Most fundraising leaders got where they are because they’ve excelled at the craft of fundraising — NOT because they love managing interdependent teams in complex environments.
It’s no surprise then that fundraising leaders often divorce themselves from their roles as managers. They don’t suck at management. They just aren’t doing it because it’s not a skill they’ve honed.
Sound like you? Like Cher said in Moonstruck, “Snap out of it!”
Pardon my bluntness, but your team needs you now more than ever before. They are navigating the professional and personal repercussions of COVID, the ugly face of white supremacy and racism embedded in our society, and the countless other challenges 2020 is hoisting upon all of us. Stop ignoring your role as a manager and start doing it.
Where can you start?
(1) Get management training or refresh the training you’ve already received. There are many organizations that specialize in management training for non profit leaders including the Management Center and the Center for Nonprofit Management.
(2) Read practical and useful insights from well-known managers inside and outside the non profit space. To get you started, David C. Baker, an expert who helps firms like mine make better business decisions, wrote a field guide called Managing (Right) for the First Time.

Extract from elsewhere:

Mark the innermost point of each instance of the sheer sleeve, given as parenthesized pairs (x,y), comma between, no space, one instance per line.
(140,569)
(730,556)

It’s intended for BOTH first-time managers and managers who just want to get better. It’s one of the best management pieces I’ve ever read.
(3) Make time for management. If you manage people and 60-85% of your day is focused on craft or spent in non-management meetings, you aren’t managing people.
(4) Be ok with messy. Managing people and teams will be awkward and difficult. That’s ok. That’s part of the territory.
If you clicked on this post, it means you’re kind of interested in becoming a better manager. So write down one thing right now that will help keep this conversation alive for you.
Our world needs you to lead.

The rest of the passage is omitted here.